When I say I’m sheepish, I don’t mean embarrassed or ashamed. Though I do plenty to embarrass myself, that’s not what I mean. I mean that I’m sheep-like. The metaphor for God’s people being sheep isn’t all that flattering. Sheep aren’t particularly intelligent. They’re certainly not capable of much independence. They wander easily and often. And they smell pretty bad too. In a nutshell, that’s how I often feel in pastoral ministry (though I do what I can about the smelly part). There are days when I look in the mirror and my sheep ears are rather prominent, and my shepherd’s cloak is odd fitting. I’m sure a lot of it has to do with my own sinful self-pity and self-focus, but it’s definitely become more noticeable this past year. My impulse is to fight that feeling by doing more and more shepherd-like things. I meet with more people. I schedule more meetings. I take on more ministry initiatives. But I’m convinced that the more I do this, the less effective I am as a shepherd.
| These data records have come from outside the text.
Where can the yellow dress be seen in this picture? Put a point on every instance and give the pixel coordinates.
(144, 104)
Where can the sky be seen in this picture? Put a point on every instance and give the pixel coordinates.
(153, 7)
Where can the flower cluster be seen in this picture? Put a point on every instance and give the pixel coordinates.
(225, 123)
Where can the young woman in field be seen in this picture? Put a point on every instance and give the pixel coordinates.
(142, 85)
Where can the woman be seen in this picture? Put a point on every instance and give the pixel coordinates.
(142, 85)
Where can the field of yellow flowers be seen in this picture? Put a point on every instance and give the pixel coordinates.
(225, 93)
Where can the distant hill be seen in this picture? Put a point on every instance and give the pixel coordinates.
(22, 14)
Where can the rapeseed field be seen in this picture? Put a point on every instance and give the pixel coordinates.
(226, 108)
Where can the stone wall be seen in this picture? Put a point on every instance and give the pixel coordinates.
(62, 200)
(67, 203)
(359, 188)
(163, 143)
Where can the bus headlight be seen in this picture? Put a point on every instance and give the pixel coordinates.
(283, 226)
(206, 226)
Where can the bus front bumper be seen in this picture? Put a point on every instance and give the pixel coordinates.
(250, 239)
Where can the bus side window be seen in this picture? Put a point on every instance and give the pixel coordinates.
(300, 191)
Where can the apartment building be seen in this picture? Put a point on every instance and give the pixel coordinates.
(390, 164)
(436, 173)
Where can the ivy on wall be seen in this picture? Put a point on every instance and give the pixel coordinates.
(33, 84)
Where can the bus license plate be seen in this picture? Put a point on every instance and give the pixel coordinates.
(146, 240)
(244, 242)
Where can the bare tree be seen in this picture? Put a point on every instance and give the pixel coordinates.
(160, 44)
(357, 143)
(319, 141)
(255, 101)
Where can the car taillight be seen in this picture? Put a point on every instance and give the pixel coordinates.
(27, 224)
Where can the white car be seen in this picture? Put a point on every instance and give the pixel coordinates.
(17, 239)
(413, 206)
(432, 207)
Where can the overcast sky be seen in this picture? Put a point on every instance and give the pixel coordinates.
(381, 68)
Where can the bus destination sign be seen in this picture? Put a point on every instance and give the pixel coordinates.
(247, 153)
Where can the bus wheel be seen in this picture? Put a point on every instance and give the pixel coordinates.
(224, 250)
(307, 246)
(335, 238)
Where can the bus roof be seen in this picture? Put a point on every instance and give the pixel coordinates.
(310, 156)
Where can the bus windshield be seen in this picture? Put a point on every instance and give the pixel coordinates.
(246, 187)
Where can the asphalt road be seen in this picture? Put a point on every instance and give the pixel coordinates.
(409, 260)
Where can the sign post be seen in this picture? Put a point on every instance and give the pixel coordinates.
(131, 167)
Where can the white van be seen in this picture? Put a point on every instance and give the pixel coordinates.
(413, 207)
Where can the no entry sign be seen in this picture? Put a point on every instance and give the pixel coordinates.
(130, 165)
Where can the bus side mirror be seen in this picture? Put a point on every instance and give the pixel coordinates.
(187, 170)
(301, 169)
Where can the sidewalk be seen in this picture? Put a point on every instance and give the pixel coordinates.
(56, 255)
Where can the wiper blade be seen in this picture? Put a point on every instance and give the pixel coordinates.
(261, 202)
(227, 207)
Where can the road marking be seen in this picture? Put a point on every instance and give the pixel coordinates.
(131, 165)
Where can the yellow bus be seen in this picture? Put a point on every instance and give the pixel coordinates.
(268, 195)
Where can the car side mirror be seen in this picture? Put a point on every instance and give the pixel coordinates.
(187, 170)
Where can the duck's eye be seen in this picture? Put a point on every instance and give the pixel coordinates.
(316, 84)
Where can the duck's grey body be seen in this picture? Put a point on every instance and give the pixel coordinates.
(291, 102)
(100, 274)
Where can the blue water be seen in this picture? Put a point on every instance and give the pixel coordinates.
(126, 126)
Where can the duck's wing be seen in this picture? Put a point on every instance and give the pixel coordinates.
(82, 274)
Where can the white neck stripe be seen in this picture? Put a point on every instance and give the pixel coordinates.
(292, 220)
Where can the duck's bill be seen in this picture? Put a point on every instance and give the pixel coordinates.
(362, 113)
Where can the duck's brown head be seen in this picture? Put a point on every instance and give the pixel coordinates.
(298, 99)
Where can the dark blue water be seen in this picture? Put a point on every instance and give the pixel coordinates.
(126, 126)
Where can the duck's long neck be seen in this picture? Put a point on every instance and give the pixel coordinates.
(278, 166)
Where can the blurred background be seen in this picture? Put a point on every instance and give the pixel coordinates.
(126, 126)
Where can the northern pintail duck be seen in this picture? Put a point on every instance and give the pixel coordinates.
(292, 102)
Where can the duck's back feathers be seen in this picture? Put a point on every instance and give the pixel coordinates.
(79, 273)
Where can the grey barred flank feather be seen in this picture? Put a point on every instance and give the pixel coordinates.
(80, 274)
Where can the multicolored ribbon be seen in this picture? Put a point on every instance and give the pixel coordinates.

I think pastors lead best when we remember we’re first and foremost sheep ourselves. I certainly don’t want to diminish pastoral duties or care, but the more I pastor as a sheep, the more I’m able to pastor sheep. People generally don’t open up to the guy who has it all together, but maybe they’ll trust the one who’s been through (or is going through) what they are experiencing. I think good shepherds end up speaking more sheep words than human words. This is how sheep learn the voice of their shepherds. Jesus described himself as “gently and lowly in heart” (Matt. 11:29). That means that Jesus was approachable. Jesus wasn’t rough or impatient. Jesus was easy to talk to and quick to listen. Why? Because, in a very real sense, he was one of us. He experienced pain and joy, disappointment and delight. He took on human flesh. He became sheep-like, and that’s part of what makes Jesus such a good shepherd.
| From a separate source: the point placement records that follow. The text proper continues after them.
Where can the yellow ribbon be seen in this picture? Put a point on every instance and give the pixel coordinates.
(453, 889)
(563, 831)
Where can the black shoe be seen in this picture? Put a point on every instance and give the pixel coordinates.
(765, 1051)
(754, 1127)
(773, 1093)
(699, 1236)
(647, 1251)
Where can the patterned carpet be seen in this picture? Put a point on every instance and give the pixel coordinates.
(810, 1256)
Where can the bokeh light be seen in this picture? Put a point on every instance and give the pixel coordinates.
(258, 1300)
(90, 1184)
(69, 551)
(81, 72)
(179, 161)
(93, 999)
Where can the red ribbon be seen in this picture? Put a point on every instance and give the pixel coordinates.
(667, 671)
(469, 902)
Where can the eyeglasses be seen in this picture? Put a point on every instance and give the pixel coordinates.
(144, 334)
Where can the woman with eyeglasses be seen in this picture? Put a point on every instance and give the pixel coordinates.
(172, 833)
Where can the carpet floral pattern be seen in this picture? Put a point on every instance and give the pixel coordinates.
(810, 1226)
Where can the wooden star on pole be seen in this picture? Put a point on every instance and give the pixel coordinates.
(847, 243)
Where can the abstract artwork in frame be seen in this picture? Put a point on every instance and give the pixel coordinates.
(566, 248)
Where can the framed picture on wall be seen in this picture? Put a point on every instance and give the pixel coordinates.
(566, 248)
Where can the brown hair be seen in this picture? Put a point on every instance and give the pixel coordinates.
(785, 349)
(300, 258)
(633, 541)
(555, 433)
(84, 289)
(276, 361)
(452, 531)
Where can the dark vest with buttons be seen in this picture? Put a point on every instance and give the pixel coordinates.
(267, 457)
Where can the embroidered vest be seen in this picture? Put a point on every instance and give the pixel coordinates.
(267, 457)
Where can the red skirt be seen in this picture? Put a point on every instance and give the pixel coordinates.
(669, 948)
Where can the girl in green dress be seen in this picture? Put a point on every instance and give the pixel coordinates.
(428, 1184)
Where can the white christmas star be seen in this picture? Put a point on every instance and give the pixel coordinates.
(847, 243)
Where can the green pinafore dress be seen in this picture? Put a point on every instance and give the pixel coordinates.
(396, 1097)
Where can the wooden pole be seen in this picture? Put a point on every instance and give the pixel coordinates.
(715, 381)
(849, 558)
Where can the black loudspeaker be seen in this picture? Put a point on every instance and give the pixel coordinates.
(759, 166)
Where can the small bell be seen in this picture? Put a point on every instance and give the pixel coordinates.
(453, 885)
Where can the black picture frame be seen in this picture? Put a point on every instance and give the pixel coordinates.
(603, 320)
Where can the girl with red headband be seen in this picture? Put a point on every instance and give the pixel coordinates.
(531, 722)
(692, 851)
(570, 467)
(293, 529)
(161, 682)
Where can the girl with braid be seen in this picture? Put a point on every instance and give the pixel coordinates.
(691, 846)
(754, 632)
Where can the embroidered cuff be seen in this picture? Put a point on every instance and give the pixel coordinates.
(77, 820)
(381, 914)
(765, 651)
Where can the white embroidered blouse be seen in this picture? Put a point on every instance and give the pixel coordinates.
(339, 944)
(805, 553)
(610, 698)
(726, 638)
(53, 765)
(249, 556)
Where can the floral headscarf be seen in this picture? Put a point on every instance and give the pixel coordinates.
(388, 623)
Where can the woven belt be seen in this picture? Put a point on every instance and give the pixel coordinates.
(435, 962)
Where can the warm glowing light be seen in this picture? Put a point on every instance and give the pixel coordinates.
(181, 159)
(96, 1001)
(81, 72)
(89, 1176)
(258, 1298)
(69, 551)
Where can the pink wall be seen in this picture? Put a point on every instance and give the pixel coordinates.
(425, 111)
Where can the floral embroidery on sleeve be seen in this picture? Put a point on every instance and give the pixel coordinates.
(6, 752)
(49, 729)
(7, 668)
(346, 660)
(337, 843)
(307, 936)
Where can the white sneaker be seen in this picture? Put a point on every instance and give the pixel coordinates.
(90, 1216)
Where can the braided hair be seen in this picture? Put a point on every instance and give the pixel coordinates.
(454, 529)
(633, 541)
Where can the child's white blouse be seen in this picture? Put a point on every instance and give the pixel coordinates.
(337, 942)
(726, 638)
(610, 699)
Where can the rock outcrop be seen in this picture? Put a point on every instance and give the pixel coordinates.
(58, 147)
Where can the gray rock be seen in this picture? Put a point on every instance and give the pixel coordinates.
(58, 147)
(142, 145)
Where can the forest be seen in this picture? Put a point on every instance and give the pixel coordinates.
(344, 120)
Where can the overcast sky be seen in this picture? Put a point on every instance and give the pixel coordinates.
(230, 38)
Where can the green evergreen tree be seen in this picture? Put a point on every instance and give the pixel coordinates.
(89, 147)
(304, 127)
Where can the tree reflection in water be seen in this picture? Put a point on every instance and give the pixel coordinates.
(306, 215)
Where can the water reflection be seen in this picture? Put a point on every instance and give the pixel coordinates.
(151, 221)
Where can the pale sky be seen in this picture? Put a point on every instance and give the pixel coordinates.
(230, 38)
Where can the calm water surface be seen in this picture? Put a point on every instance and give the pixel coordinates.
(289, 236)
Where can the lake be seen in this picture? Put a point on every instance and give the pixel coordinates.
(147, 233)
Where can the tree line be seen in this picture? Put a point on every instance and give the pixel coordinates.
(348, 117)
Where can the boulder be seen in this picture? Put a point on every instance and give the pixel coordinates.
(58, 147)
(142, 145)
I’m finally starting to learn that to grow as a pastor, it’s not by doing more and more pastoral things. It’s not about hiding my sheepy ears or trying to speak without a “baa”. In fact, more oft than not, it’s the opposite. The strength of Jesus shines most brightly in my weakness. I speak about the grace and mercy of Jesus most sweetly when I realize just how desperately I need it myself. I’m learning that in God’s economy, my sheepishness does not disqualify from pastoring. In fact, it might be the only thing that keeps me qualified.
Like I said, sometimes I feel like a sheepish shepherd, but I’m learning to lean into that instead of hiding it all the time. Feeling weak and needy doesn’t necessarily make me a good pastor, but feeling strong and independent will most certainly make me a bad one. At my best, I’m a sheep wearing a shepherd’s cloak helping people find the real thing in Jesus. I lead people to Jesus most effectively when I can say, “I need to go to Jesus too. Let’s go together.” In the end, there’s only one Good Shepherd, and it ain’t me. God uses sheep to care for sheep.